Cette notion veut dire que chacun choisit son propre conjoint et se marie par amour et non par convenance. La famille n’exerce plus le même pouvoir sur le choix du conjoint. Cela est principalement pratiqué dans les sociétés occidentales. Le mariage s’impose alors comme étant la célébration d’un amour fidèle et qui scelle un engagement entre les mariés. Il ne s’agit plus de faire des alliances entre des communautés ou des familles. Dans les sociétés occidentales la dot à même disparu. Evidement, les mariages arrangés existent toujours dans certaines sociétés. Les époux peuvent être consentants mais il subsiste aussi des mariages forcés.
L’histoire de Rashmi et Sanjay.
Un article paru dans le monde Romeo et Juliette à Dehekli (Le Monde du 3 aout 2010), raconte l’histoire de Rashmi et Sanjay qui ont triomphé de l'adversité.

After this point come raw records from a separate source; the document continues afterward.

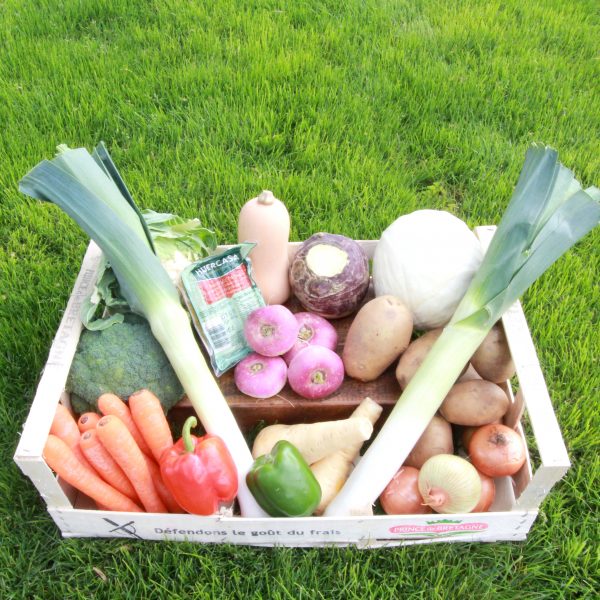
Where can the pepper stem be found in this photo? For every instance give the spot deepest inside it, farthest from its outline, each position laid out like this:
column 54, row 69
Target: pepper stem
column 189, row 424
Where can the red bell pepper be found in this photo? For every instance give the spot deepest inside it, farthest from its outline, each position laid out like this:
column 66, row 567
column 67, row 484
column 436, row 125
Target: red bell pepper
column 199, row 472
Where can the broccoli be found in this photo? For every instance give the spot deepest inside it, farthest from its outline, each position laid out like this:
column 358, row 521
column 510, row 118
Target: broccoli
column 121, row 359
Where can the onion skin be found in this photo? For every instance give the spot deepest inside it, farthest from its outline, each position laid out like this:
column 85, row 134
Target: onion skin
column 449, row 484
column 488, row 493
column 335, row 296
column 497, row 450
column 401, row 495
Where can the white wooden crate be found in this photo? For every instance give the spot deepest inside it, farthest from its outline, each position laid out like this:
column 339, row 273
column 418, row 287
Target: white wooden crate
column 510, row 518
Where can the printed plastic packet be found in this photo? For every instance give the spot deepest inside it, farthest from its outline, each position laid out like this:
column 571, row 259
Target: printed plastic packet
column 220, row 293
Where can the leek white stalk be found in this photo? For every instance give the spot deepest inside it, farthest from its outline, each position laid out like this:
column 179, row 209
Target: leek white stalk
column 548, row 213
column 149, row 291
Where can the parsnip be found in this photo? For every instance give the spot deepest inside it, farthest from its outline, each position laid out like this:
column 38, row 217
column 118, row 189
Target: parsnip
column 333, row 470
column 315, row 440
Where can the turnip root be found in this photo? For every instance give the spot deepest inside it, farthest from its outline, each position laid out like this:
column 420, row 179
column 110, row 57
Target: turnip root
column 271, row 330
column 315, row 440
column 330, row 275
column 316, row 372
column 260, row 376
column 313, row 330
column 333, row 470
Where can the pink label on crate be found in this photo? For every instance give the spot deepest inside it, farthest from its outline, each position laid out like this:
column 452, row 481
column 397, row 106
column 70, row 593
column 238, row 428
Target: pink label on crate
column 438, row 528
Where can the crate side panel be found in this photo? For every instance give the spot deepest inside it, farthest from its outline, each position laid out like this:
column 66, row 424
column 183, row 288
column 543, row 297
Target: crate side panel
column 312, row 530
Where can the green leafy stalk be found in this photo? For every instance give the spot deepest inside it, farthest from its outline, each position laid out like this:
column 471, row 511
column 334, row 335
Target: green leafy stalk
column 149, row 291
column 548, row 213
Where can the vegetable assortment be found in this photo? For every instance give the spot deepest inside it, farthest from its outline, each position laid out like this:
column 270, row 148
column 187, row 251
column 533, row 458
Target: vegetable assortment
column 434, row 322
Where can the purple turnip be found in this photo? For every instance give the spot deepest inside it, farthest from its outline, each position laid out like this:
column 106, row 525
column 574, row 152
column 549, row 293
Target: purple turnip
column 313, row 330
column 271, row 330
column 330, row 275
column 260, row 376
column 315, row 372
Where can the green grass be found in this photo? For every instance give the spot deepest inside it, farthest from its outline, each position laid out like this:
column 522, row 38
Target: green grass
column 353, row 113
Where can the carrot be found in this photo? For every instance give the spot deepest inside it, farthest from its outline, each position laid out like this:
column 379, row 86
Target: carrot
column 87, row 421
column 65, row 427
column 105, row 465
column 161, row 488
column 61, row 459
column 110, row 404
column 148, row 415
column 119, row 442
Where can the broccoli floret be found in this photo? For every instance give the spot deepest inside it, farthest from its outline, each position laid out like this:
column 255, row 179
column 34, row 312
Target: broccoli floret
column 121, row 359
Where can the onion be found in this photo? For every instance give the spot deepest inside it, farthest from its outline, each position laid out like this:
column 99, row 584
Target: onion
column 401, row 495
column 449, row 484
column 497, row 450
column 488, row 494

Rashmi et Sanjay ont remis en cause le tabou. Rashmi est une Rajput, une caste supérieure de tradition guerrière qui régna naguère sur de nombreux Etats princiers d'Inde du Nord-Ouest. De son côté, Sanjay est originaire de l'Andhra Pradesh (Inde du Sud) et ne sait trop à quelle caste il appartient. Sa famille est chrétienne mais lui se définit plutôt comme « athée ».
Quand elle est tombée amoureuse de Sanjay en 2008, à New Delhi, sur leur lieu de travail (ils sont tous les deux des travailleurs sociaux), Rashmi savait qu’elle s’exposait aux plus grands dangers. Mais elle défie l'ordre immémorial*.
Au début de l'année, ils se marient en cachette à New Delhi et quittent la capitale pour fuir au Rajasthan. Ses parents la suppliant de venir les retrouver dans leur village, situé à la frontière de New Delhi et de l'Etat d'Haryana, elle revient les visiter et est alors séquestrée. Redoutant le pire, Sanjay mobilise des organisations de défense des droits des femmes. Une avocate militante se rend sur place à ses côtés. Embarrassés par toute cette agitation, les parents se résignent au mariage mais à une condition : que le village n'en sache rien.
Selon une étude menée par l'association Shakti Vahini, 72 % de ces « crimes d'honneur » visent des jeunes coupables d'unions inter castes. Dans l'écrasante majorité des cas, les victimes sont des filles. « Pour les traditionalistes, le mariage doit impérativement consolider la caste », souligne Prem Chowdhry, une chercheuse auteur d'un ouvrage sur les mariages « contentieux ».
L’exemple d’un site en France.
En France, des mariages forcés sont aussi signalés. Pour éviter ce genre d’union des sites de préventions sont mis en place tel que celui qui est dédié aux mariages forcés qui a été lancé en 2008 : www.mariageforce.fr.
Ce site contient les lois et le comportement qu’il faut avoir lorsque l’on suspecte qu’un mariage forcé va avoir lieu. Il explique aussi la démarche à faire lorsque l’on croit que l’on va être victime d’un mariage forcé.